Thirty days hath September
April, June and November
To continue the logic, if every month had 30 days, that would make 360 days in something that we call a year. Actually, a year is 365 days. Actually it’s a little more than that, it’s 365 and ¼ days. That’s why every four years we add a day. We call it a “Leap” Year, just like 2012 for example.
What exactly constitutes a year? It’s a measure of the time it takes the earth to make one complete revolution around the sun. (Did you ever wonder how the ancients knew we had completed one complete cycle? Maybe they recognized the sunspots??)
The Jewish year is only 354 days because, in the main, we rely on the lunar cycle. 354 divided by 12 months gives you 29 and ½ days per month. Actually, it’s a little more than that. Actually, it’s 29 and ½ days plus 793 one-thousand-and-eightieths of an hour. We stated that over two thousand years go. How did we know? The Talmud said it was a tradition handed down to us from generation to generation.

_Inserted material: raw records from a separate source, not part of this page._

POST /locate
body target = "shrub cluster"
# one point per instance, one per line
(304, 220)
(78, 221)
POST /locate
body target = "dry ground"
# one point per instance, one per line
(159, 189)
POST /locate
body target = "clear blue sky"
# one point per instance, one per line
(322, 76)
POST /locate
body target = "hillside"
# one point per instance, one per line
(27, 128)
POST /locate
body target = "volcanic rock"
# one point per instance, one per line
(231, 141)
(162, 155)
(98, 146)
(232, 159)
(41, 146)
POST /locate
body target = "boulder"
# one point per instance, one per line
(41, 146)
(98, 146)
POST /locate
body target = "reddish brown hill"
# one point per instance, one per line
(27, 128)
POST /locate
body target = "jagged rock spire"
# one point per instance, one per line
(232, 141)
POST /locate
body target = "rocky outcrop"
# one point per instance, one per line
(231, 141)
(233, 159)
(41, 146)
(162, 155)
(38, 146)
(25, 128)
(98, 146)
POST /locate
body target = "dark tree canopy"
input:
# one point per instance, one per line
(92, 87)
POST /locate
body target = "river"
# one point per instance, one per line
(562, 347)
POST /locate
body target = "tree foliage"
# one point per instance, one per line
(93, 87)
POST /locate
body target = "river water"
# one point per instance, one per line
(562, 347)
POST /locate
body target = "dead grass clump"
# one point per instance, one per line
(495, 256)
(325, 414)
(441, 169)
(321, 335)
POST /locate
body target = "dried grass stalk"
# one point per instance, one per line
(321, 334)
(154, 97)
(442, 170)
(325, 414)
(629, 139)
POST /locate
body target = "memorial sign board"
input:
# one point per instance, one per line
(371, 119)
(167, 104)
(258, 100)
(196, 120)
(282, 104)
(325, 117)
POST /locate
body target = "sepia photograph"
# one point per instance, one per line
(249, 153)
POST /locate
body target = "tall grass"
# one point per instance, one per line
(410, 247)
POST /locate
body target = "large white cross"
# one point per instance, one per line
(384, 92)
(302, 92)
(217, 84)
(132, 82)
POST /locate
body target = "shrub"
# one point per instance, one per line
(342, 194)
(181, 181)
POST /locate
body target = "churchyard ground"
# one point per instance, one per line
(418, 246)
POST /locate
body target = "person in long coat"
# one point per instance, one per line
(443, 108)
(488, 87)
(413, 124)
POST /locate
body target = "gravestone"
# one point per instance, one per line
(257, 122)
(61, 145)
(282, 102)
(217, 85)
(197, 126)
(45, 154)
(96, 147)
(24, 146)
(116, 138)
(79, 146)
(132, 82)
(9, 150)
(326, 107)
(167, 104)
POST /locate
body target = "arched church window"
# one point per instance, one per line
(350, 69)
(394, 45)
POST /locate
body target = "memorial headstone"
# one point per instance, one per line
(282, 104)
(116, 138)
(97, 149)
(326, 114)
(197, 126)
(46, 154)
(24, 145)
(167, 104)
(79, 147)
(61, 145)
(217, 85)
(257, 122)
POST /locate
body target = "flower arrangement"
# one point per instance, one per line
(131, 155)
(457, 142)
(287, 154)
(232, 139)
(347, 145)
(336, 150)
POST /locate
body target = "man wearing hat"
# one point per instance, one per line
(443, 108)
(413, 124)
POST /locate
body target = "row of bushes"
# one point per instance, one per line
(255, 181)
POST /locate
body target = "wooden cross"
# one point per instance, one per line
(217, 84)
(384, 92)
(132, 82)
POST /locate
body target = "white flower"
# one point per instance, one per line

The people at NASA (the National Aeronautic and Space Administration of the United States) wondered how the Jewish people could have calculated it so accurately? NASA said, without the benefit of satellites, laser beams and telescopes, the best we could have done was guess.
So they decided to test our calculation. And they were right. We were off. We said a lunar month was 29.53059 days. It’s not. It’s 29.530588 days. Every thousand years, we would be off by about 17 hours. I can live with that (assuming I live for a thousand years).
So, a year is one complete revolution of the earth around the sun and a month is one complete revolution of the moon around the earth. A day, as we all know, is one complete rotation of the earth around its axis. But what’s a week? One complete cycle between paydays? Who came up with the idea of a week?
Travel to any country in the world, they all have a Tuesday, they all have a Sunday and most agree that you have to give your workers at least one day off in seven. Why seven days? Why not twelve or three or thirty?
Just like most everything else good in the world, it all comes from the Bible. Jewish, Christian, pagan or atheist, a week is a week. Seven days. The day off, for three quarters of the globe, is called the Sabbath.
Chalk it up as another giant Jewish “leap” for mankind.